Sarà capitato quasi a tutti di incontrare lungo le strade partenopee il famoso furgoncino o carretto della trippa, illuminato e ricco di carne grondante di acqua per mantenerla sempre al fresco. Si tratta dei trippaiuoli, o ventraiuoli, che vendono una vera e propria insalata di trippa, anche conosciuta nel gergo popolare come “‘o pere e ‘o muss’“, che va rigorosamente gustata fredda.

La trippa non è altro che lo stomaco di un animale, solitamente si usa carne bovina o suina; è molto difficile descriverne il sapore perché dipende molto dal modo in cui viene condita, ad esempio può essere preparata alla pizzaiola, con i fagioli, col ragù o nella sua classica e forse più famosa versione, tipica dello street food napoletano: un cuoppo ben oliato, con trippa, sale e abbondante limone.

Nonostante l’aspetto non sia particolarmente invitante, non lasciatevi ingannare! Sia la consistenza un po’ callosa che il sapore sono davvero particolari ed esaltati dal gusto agrumato del limone.

Le origini della trippa

Le origini della trippa, come si potrebbe intuire, sono da ricondurre ad un periodo di povertà del popolo: durante la guerra, infatti, a causa della carenza di cibo si usava riciclare gli scarti delle carni, le cosiddette “zendraglie”. Il risultato era un piatto semplice, preparato con ingredienti poveri ma allo stesso tempo saziante e poco elaborato.

Nonostante la bontà indiscussa di questo alimento, servito in diverse varianti anche nei ristoranti di lusso moderni, al tempo questa usanza era molto criticata dalle classi sociali più elevate; infatti l’abitudine di raccogliere gli scarti del re o delle trattorie per sfamare le famiglie povere era considerata poco igienica e umiliante.
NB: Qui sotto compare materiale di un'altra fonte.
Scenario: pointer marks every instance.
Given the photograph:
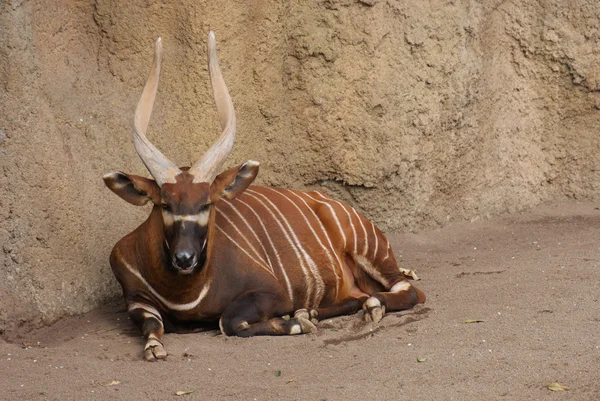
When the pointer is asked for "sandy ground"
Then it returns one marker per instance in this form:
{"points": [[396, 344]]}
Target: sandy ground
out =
{"points": [[532, 278]]}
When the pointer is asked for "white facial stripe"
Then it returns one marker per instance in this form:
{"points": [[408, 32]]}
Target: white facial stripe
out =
{"points": [[366, 244], [273, 247], [327, 250], [400, 286], [163, 300]]}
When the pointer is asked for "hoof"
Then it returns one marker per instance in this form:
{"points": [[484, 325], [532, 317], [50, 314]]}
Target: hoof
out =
{"points": [[307, 326], [301, 325], [373, 310], [311, 315], [154, 351]]}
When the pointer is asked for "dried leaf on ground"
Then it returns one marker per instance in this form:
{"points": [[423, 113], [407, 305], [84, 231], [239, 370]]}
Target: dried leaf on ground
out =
{"points": [[409, 273], [557, 387], [184, 392]]}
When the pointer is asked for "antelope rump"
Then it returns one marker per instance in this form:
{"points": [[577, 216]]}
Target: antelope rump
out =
{"points": [[217, 251]]}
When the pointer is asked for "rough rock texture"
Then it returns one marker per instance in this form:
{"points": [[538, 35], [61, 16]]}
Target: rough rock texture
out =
{"points": [[415, 112]]}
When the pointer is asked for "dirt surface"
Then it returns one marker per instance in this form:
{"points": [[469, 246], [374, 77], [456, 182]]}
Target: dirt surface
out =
{"points": [[416, 113], [532, 278]]}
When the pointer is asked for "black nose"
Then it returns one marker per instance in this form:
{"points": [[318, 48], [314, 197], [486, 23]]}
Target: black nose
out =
{"points": [[184, 260]]}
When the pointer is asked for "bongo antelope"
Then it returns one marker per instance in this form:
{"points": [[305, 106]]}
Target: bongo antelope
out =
{"points": [[217, 251]]}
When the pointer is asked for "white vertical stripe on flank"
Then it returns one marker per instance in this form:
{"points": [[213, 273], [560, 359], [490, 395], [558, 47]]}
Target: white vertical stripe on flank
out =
{"points": [[241, 216], [320, 286], [163, 300], [387, 252], [287, 280], [307, 278], [376, 242], [337, 277], [366, 245], [232, 224], [347, 213], [245, 251], [368, 267], [337, 221]]}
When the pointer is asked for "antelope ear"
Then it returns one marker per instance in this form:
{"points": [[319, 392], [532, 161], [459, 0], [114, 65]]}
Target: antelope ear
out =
{"points": [[133, 188], [232, 182]]}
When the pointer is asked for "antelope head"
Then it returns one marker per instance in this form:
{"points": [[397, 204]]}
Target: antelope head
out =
{"points": [[185, 196]]}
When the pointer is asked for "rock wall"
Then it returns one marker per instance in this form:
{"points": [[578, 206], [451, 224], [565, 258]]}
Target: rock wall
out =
{"points": [[417, 113]]}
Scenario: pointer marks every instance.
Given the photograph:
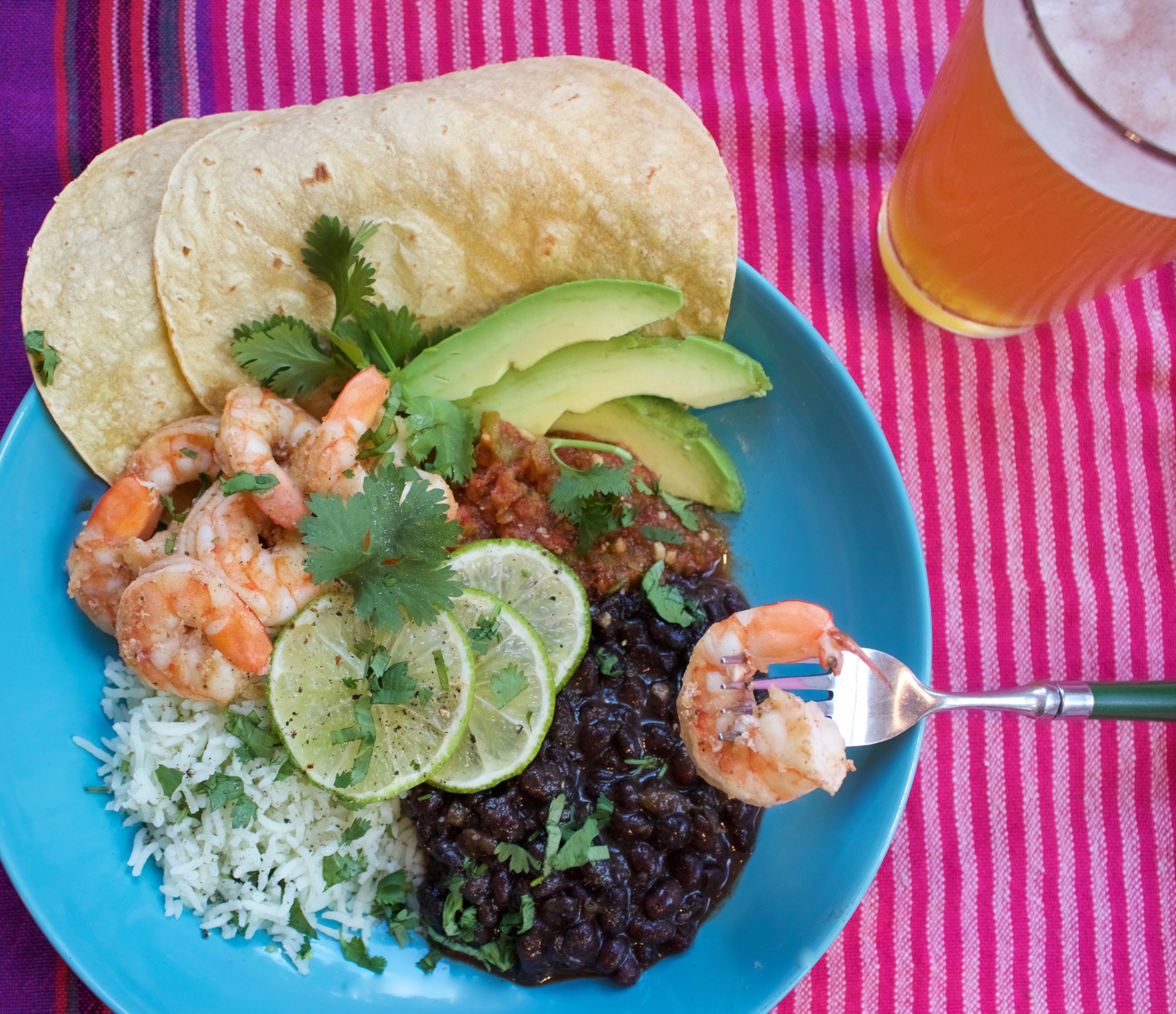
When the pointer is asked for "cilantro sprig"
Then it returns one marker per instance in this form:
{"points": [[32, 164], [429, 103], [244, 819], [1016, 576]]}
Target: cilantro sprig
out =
{"points": [[389, 546]]}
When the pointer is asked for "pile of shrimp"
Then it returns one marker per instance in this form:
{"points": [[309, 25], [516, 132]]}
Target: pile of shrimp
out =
{"points": [[194, 606]]}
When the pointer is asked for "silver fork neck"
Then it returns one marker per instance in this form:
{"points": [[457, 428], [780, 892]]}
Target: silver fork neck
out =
{"points": [[1040, 699]]}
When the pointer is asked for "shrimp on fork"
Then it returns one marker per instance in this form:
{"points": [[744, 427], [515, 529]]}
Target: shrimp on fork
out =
{"points": [[777, 751], [183, 630]]}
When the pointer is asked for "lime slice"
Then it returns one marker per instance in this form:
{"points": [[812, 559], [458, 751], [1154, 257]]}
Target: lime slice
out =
{"points": [[504, 734], [547, 593], [310, 700]]}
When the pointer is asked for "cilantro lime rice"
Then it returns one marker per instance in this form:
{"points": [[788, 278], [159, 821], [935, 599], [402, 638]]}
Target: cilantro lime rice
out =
{"points": [[291, 841]]}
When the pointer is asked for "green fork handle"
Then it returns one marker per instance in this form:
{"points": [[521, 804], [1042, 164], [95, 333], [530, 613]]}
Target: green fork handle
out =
{"points": [[1143, 702]]}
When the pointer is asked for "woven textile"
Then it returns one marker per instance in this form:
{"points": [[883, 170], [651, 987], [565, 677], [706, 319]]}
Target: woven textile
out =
{"points": [[1033, 870]]}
Fortuna, però, che questo piatto sia sopravvissuto al pregiudizio dei più, continuando ad essere una fonte di sostentamento essenziale durante la carestia e le guerre.

Curiosità interessante è la storia secondo la quale questo piatto sia stato segretamente introdotto nella cucina del Palazzo Reale di Napoli. Il cuoco Vincenzo Corrado ci racconta che Ferdinando I, il “Re Lazzarone”, amava spesso trascorrere del tempo in anonimato tra i popolani. Un giorno, dopo aver assaggiato questa umile prelibatezza, decise di introdurla anche nelle cucine di corte, a dispetto di tutte le dicerie dei nobili.

Verso la fine del Settecento in tutta Italia i poveri iniziano a cucinare piedi e teste di maiale o vitello, dando vita a varianti regionali dello stesso piatto.

Trippa alla napoletana

La ricetta napoletana classica, che a differenza delle altre zuppe va servita fredda, è un’insalata fresca e leggera: si prepara prima un brodo di verdure con sedano, carota, patate, cipolle, aglio e prezzemolo. A dare sapore sarà soprattutto il succo di limone e il tocco di peperoncino. Dopo averla lasciata in frigo va servita con un filo d’olio.

Trippa alla fiorentina

La trippa alla fiorentina è particolarmente apprezzata per la facilità con cui si prepara. Basta aggiungere i pezzetti di trippa ad un soffritto di cipolle, aggiungendo carote, prezzemolo, sedano e uno spicchio di aglio tritato. Ad insaporire il tutto sono i pomodori pelati. Va servita calda, con parmigiano grattugiato e un filo di olio d’oliva.

Trippa alla romana

Un’usanza tipicamente romana è quella di mangiare la trippa ogni sabato, a casa o in una trattoria del posto. Nella ricetta romana si lascia sfumare il soffritto con un po’ di vino, rendendo il tutto più speziato e piccante con un pizzico di peperoncino, chiodi di garofano e pepe. Immancabile a fine cottura il pecorino e delle foglioline tritate di menta.

Trippa alla milanese

In Lombardia conosciuta come “busecca” (cioè frattaglia in dialetto lombardo occidentale), questo piatto veniva spesso cucinato dai milanesi la sera della Vigilia di Natale, ed è diventato un piatto rappresentativo della città, infatti i milanesi sono anche conosciuti come “busecconi”, cioè “mangia-trippa”. La ricetta lombarda prevede anche l’aggiunta dei fagioli oltre alla passata di pomodoro.